我々がもっとも重要視しているのは、「デモグラフィックスを超えたペルソナ」の設定である。デモグラフィックスとは一般的に、性別・年齢・職種・所得・世帯規模・学歴・住所のような情報を指し、ペルソナ(ターゲット)設定に用いられる。だが、これでは対象の人物像としての情報は少なく、具体的なユーザー像がまったく見えてこない(少なくとも我々にはただのレイヤ分けにしか見えない)。ペルソナ(Persona)とは字のごとく「人物(個人)」を表現するものであり、極端にいえば、その人物の顔や状態まで含めた像であるべきなのである。先ほどの鍵紛失サービスの例でいえば、

  1. バイト終わりに深夜帰宅した大学生が家の前で鍵を紛失したことに気づいた
  2. 出張中のサラリーマンが飲み会でスーツケースの鍵をなくして宿泊先へ戻ってきた
  3. 出先で仕事中の母親に中学生の子供から鍵を紛失したと連絡があった

などというシーンを想像し、その人物の思考および行動の導線を思いえがく必要がある。この導線がサービスの柔軟性やユーザーのニーズをとらえるかどうかに大きく影響するのである。

一方で、ペルソナの具体性を高めるあまり、汎用性を見失いすぎることも多々ある。

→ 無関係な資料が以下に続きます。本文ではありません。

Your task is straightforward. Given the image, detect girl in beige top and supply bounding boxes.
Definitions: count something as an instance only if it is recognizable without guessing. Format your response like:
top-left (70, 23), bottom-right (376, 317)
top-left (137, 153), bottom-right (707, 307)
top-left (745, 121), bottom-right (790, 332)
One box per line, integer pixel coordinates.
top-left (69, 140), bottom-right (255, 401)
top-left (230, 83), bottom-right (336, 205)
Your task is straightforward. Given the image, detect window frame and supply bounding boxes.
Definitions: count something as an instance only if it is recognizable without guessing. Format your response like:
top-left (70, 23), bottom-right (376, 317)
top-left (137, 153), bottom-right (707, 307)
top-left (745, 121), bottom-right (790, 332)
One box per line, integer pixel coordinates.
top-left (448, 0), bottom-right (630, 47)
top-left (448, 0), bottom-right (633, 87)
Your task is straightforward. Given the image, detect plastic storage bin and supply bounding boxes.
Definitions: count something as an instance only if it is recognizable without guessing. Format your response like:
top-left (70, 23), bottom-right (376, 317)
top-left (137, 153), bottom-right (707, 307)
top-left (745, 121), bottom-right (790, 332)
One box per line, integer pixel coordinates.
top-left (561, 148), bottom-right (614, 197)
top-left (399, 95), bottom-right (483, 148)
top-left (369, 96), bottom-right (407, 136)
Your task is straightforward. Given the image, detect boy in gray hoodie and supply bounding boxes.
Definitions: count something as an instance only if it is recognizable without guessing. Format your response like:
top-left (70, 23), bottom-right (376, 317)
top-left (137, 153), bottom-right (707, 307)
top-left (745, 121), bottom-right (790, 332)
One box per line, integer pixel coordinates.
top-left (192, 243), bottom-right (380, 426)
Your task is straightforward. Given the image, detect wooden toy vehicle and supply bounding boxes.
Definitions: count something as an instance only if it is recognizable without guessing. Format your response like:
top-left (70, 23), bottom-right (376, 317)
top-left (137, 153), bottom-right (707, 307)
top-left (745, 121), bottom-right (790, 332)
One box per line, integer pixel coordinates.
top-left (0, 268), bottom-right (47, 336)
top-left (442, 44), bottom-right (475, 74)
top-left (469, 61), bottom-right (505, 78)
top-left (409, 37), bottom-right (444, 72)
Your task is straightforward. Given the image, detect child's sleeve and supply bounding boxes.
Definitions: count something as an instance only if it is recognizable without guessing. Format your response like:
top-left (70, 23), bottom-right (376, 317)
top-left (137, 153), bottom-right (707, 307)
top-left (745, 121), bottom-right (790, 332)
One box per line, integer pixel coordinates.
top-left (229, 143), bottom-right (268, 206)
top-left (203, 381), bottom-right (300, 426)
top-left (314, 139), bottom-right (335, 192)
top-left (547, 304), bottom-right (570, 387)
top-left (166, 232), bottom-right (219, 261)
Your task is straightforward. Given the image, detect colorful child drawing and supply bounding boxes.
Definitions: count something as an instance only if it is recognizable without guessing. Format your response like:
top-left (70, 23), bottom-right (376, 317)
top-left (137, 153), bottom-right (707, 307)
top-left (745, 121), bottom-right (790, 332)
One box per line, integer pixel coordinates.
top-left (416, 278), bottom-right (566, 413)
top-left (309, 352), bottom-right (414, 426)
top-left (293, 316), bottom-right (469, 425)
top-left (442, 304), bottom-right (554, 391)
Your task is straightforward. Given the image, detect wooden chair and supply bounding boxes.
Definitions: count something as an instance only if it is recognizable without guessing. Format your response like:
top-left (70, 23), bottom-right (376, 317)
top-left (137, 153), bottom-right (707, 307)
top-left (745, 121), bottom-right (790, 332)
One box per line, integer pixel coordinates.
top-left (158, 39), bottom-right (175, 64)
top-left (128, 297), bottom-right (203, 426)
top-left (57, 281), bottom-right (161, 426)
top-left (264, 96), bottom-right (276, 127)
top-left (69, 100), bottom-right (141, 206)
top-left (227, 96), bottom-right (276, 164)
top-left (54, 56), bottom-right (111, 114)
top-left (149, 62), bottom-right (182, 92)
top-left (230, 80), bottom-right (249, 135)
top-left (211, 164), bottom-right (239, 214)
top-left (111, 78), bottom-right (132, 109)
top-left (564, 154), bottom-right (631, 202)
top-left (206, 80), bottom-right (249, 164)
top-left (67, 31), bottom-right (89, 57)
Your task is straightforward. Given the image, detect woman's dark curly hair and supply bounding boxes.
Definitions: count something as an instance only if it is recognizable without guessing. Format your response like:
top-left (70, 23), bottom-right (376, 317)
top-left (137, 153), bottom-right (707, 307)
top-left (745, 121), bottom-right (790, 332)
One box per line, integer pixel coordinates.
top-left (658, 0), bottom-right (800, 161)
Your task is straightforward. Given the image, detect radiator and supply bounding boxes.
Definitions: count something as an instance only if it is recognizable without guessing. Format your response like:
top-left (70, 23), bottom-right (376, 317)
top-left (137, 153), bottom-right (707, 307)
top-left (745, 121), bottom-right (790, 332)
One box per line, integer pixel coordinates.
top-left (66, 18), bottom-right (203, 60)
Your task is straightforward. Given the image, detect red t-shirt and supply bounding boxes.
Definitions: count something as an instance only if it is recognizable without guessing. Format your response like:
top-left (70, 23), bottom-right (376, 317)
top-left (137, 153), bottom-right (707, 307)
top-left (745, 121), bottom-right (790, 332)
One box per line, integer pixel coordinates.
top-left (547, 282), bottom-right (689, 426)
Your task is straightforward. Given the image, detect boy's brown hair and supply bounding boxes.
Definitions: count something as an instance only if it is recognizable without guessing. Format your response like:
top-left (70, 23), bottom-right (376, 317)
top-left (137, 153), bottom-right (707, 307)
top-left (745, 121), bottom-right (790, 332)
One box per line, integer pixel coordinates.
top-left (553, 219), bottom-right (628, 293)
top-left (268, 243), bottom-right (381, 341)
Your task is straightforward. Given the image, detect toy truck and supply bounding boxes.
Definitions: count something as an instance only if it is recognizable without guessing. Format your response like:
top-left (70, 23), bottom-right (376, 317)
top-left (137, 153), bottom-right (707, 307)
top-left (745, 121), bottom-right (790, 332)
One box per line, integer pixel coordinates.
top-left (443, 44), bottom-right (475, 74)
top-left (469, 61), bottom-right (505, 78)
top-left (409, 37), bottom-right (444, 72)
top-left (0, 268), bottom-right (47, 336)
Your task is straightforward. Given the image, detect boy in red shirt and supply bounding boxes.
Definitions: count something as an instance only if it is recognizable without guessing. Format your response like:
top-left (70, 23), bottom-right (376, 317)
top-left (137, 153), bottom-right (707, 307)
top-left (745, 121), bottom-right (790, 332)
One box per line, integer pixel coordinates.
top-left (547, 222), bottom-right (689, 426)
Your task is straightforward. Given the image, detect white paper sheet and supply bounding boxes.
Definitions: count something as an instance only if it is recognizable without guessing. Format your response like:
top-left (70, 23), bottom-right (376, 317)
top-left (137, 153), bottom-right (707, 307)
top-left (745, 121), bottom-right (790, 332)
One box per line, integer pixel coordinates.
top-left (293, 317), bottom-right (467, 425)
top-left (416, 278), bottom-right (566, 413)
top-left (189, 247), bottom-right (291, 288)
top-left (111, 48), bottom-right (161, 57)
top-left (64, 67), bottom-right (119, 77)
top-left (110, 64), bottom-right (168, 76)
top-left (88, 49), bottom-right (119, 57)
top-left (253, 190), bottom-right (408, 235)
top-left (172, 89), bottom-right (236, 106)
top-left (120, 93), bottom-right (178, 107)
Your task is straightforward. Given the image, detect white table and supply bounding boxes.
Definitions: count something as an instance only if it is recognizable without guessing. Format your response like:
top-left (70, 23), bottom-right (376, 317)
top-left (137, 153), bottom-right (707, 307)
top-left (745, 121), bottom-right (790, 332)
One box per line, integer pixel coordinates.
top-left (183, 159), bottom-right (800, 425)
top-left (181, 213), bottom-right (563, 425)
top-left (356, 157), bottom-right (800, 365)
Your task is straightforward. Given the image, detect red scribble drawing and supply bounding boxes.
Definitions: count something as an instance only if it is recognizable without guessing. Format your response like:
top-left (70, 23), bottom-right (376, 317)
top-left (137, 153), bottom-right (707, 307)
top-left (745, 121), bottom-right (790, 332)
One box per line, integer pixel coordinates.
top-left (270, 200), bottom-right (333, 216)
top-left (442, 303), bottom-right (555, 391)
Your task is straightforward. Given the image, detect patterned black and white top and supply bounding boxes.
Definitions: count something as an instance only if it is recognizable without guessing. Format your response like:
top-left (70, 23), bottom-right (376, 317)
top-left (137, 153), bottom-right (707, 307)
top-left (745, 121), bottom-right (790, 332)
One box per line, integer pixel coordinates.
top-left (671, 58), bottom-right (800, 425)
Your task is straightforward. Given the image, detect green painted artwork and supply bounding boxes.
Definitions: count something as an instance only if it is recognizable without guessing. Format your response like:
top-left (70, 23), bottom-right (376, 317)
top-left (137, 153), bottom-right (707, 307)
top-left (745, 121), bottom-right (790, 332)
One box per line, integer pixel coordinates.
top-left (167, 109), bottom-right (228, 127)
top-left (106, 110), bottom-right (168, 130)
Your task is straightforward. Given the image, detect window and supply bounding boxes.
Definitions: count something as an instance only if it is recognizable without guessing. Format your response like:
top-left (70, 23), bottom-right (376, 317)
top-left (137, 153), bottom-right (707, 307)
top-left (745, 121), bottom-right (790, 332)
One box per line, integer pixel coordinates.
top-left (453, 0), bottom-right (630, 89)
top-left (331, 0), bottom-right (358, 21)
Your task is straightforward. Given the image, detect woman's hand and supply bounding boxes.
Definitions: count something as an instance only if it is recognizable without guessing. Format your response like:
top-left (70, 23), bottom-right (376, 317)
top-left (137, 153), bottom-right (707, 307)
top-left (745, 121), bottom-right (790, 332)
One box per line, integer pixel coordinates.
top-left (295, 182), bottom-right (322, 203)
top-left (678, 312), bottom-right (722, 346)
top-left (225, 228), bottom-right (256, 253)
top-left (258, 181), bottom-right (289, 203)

これを避けるために、ペルソナについてはいくつかの人物像を設定することをおすすめする。もっといえば、各ペルソナに優先度(ターゲットとして囲い込みたい順番)を付けることにより将来的な見込み客の設定なども合わせて進めると、強みの拡張につながりやすくなるため、ぜひ試してほしい。

さて、整理のために一度3C分析に話を戻すと、

競合(Competitor)にない自社(Company)の強みを顧客(Customer)の要求にマッチさせる

ここでいうところの「顧客(Customer)」についてペルソナで仮説を立てたところである。次はこの顧客の要求を具体化し、その要求にマッチする強みをいくつか考えることが必要だ。この際、考えついた強みを「競合(Competitor)」が持っていては意味がなく、できる限り自分たちだけの価値を生み出すことに専念してほしい。

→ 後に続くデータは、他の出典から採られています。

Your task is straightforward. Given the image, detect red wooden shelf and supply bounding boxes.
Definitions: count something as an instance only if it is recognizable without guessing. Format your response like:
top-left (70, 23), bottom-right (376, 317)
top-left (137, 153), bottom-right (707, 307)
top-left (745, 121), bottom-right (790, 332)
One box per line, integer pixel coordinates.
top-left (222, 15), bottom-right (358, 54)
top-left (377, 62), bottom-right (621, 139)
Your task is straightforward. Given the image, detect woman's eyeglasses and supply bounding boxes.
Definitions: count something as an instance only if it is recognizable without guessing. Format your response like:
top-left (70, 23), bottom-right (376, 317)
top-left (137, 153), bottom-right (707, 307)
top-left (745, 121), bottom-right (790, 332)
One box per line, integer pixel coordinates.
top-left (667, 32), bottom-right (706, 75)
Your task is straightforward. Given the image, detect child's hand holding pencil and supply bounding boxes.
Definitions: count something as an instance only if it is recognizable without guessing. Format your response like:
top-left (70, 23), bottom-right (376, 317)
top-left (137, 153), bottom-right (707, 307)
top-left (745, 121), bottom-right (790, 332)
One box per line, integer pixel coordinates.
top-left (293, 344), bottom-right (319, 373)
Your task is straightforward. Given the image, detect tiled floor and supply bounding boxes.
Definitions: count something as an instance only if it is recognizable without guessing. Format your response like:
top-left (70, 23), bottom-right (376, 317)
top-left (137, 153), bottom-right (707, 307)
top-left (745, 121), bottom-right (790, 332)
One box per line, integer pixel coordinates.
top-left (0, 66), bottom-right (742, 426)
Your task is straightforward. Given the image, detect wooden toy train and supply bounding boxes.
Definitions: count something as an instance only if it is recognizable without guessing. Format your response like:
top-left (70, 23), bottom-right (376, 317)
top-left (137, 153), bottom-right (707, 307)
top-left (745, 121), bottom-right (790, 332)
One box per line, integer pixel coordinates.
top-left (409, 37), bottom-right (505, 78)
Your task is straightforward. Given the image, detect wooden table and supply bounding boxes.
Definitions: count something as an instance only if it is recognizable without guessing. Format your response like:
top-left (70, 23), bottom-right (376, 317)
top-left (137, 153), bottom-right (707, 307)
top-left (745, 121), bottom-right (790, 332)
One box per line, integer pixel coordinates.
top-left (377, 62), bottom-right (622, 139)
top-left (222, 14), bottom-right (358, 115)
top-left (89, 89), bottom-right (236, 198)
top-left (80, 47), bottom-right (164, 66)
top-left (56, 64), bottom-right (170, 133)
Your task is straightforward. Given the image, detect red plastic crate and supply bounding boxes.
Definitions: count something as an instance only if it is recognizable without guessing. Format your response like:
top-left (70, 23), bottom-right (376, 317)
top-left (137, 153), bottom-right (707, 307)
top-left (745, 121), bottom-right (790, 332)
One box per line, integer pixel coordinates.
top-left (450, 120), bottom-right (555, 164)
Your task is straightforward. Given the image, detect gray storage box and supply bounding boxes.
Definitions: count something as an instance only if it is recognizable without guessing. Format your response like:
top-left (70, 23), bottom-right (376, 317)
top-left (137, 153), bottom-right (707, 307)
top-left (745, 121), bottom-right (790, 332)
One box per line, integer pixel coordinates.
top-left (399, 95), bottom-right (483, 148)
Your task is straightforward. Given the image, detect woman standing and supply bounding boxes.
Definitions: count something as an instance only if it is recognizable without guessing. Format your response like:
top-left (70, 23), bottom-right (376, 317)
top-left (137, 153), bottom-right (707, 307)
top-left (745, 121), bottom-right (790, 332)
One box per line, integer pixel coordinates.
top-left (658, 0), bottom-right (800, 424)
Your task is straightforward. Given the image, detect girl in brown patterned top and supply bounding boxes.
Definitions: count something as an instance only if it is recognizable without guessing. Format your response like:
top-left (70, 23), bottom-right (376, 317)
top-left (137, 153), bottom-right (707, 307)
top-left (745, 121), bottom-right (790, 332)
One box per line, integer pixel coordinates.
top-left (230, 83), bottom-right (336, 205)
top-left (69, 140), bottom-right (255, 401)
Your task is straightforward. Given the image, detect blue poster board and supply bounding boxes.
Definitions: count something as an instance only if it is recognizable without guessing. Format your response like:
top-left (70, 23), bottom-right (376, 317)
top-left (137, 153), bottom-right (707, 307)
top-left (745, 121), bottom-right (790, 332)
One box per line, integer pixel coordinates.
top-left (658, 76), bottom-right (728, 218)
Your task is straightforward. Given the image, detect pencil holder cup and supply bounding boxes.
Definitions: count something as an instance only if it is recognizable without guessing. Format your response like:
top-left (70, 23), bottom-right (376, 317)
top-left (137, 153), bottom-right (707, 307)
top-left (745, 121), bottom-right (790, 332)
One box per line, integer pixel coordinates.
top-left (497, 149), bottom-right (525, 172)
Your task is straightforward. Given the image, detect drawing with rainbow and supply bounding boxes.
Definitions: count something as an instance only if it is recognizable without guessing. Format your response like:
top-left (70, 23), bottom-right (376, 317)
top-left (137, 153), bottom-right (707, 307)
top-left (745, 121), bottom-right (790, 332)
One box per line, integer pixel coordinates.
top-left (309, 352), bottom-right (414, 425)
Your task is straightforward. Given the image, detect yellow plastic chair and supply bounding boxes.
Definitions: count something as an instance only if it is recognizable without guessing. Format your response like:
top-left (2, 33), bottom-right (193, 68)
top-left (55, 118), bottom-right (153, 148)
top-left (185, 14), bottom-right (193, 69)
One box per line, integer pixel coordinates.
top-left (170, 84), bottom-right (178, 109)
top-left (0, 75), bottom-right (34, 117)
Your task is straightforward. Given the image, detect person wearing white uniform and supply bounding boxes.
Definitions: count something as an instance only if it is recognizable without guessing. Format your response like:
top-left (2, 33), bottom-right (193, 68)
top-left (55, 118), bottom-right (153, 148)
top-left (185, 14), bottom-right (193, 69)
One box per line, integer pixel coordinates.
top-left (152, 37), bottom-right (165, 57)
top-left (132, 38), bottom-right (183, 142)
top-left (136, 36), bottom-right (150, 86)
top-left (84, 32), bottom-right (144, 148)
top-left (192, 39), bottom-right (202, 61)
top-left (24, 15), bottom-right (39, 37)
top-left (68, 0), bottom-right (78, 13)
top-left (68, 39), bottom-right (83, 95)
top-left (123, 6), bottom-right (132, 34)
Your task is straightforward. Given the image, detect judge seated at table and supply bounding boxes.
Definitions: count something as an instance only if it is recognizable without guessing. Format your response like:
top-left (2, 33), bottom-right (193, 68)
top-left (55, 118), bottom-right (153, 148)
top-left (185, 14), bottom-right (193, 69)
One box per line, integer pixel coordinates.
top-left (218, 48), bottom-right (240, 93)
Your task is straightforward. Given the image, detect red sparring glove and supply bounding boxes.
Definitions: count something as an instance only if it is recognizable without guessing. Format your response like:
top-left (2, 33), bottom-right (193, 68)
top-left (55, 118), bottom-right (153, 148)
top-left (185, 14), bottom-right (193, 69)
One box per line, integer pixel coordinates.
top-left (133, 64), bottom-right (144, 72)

前に書いた鍵紛失サービスの例でいえば、本来打ち出したい価値(金額、かけつけ時間、対応種類)だけに焦点を当てるのではなく、それ以外の「顧客の要求」を強引に引っ張り出し、そこに価値を見出すことができれば、それは十分にあなたの強みになりうる。強みを生み出すためにはいかに客観的に考えられるかがミソであり、それほど難しいことではない。その気になればすぐにでも生み出せるものなのである。

3-3.強みの活かし方

何度も書いている通り、「強みを知らない」と「強みを活かせていない」では、やるべきことが大きく異なってくる。前の項では前者に対する強みの生み出し方をまとめたが、次は「すでにある強み(もしくは強みだと認識しているもの)を活かせていない」という状態について。この場合もっとも多いのが、強みそのものではなく、強みの伝え方に問題があるケースである。すなわち、強みである情報がユーザーへ届いていない、もしくは情報として届いてはいるが強みとして理解されていないという状態だ。この対処方法はさまざまであるが、我々がもっとも注力して取り入れているのは、Webによる広告運用である。

Web広告のいいところは、

  • 流入(ユーザーが何をきっかけに訪れてきたのか)
  • 導線(ユーザーがどのように閲覧したのか)
  • 離脱(ユーザーがどこで興味をなくしたのか)

を把握できる点にある。自身の強みが届いているのか?強みと認知されているのか?そもそも他と比べて強いのか?という各視点から分析できるため、「強みの活かし方」を何通りも立てることができるのである。ただし、この運用についてはテクニックが必要になるため、決して適当に取り組むのではなく、自社で専任を立てるか、もしくは信頼できる外部リソースに委託することを強くおすすめする。

4.まとめ

以上が、ポジショニングの定義とその重要性である。
自社だけでなく顧客や競合の状況をふまえたうえで、強みを創りだすことがポイントとなる。さらに、その強みを活かすことで、その効果はさらに増し、効率の良いサイクルが生まれる。

今分かっている差別化ポイントだけではなく、本記事で紹介した方法を用いてさらなる強みを生み出し、圧倒的なポジションを確立してもらいたい。